Pound Confusion |
May 13th, 2017 |
ideas, money |
UK law requires that Scottish and Northern Irish banks keep a Bank of England note in their vaults for every one they print. On the other hand, the Manx, Jersey, and Guernsey Pounds are just issued by their respective governments. They hold their pounds pegged 1:1 by promising to exchange their notes for Bank of England notes.
Which leaves me with a bunch of questions:
Why is it worth it for the Scottish and Northern Irish commercial banks to print their own currency? That's expensive, and they're on the hook for forgeries. Normally someone printing currency can make up their expenses through seigniorage, but since these banks are required to hold full reserves of Bank of England notes that doesn't work here. Is it for the advertising and legitimacy benefit of having your bank's name on the notes?
Why is there GIP and FKP but Manx, Jersey, and Guernsey pounds are just considered GBP?
Why doesn't Gresham's Law apply, and people avoid non-Bank of England notes? This is the same thing I wondered about Ecuador, except coins are a lot more expensive to make than bills.

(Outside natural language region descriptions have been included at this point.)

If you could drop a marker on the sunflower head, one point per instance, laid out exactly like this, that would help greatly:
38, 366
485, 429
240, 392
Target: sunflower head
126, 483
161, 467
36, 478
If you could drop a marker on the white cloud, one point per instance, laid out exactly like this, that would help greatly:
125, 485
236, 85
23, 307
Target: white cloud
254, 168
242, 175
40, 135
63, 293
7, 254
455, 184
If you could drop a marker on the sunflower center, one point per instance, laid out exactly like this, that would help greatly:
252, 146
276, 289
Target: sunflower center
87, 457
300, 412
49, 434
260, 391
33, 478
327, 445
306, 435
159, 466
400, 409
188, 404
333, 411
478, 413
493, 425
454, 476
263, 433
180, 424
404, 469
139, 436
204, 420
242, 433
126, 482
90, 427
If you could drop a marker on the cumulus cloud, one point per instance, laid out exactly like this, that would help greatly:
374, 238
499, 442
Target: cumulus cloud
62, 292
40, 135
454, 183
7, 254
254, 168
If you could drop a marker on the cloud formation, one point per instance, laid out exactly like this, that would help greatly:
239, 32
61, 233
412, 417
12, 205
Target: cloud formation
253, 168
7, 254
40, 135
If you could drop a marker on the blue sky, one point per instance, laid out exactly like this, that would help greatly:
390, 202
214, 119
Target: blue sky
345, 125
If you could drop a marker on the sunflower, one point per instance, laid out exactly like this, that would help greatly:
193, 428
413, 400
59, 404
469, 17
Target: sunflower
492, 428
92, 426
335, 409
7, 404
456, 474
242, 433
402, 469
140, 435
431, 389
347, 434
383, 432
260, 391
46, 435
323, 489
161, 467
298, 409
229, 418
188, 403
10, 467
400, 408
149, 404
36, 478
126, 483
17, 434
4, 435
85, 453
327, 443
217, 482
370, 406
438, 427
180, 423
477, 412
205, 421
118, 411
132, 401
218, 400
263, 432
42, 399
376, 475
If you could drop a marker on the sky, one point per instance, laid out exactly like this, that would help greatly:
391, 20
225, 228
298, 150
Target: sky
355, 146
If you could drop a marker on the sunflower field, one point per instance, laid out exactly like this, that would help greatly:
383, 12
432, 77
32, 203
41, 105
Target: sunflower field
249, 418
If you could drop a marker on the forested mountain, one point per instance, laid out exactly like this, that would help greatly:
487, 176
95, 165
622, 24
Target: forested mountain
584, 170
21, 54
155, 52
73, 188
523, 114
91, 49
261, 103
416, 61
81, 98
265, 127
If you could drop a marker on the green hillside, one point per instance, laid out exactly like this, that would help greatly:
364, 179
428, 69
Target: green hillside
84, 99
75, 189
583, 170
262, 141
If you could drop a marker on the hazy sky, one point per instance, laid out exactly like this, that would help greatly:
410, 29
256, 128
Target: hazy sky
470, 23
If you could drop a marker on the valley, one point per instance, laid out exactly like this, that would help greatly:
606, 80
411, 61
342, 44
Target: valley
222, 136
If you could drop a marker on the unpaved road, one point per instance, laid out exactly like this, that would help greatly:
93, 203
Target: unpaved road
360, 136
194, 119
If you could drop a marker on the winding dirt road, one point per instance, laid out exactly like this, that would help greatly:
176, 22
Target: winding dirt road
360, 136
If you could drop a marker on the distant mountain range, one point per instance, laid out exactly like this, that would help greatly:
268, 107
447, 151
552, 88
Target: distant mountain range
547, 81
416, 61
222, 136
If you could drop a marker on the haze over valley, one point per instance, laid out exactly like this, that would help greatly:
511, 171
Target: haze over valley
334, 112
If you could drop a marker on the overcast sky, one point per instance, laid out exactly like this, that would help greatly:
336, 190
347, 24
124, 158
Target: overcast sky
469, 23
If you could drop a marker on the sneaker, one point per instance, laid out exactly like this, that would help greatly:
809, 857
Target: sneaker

Could one of the crown dependencies make a lot of money by breaking the currency union? Let's say Guernsey prints an enormous number of notes, and deposits them in UK banks. Even though they're not required to, the banks accept the notes and credit the accounts in GBP. Guernsey keeps doing this until people catch on and stop accepting the notes, by which point they've earned billions in seigniorage. Then they abolish the Guernsey pound, and just use Bank of England notes. Back of the envelope: there are ~10k bank branches in the UK, they might let you deposit £20k in one go, that's £200M. And I don't think bank branches have a centralized system for making sure you don't deposit too much weird money throughout the country all at once? I think the rule of law in the UK is strong enough that the banks can't just confiscate the deposits?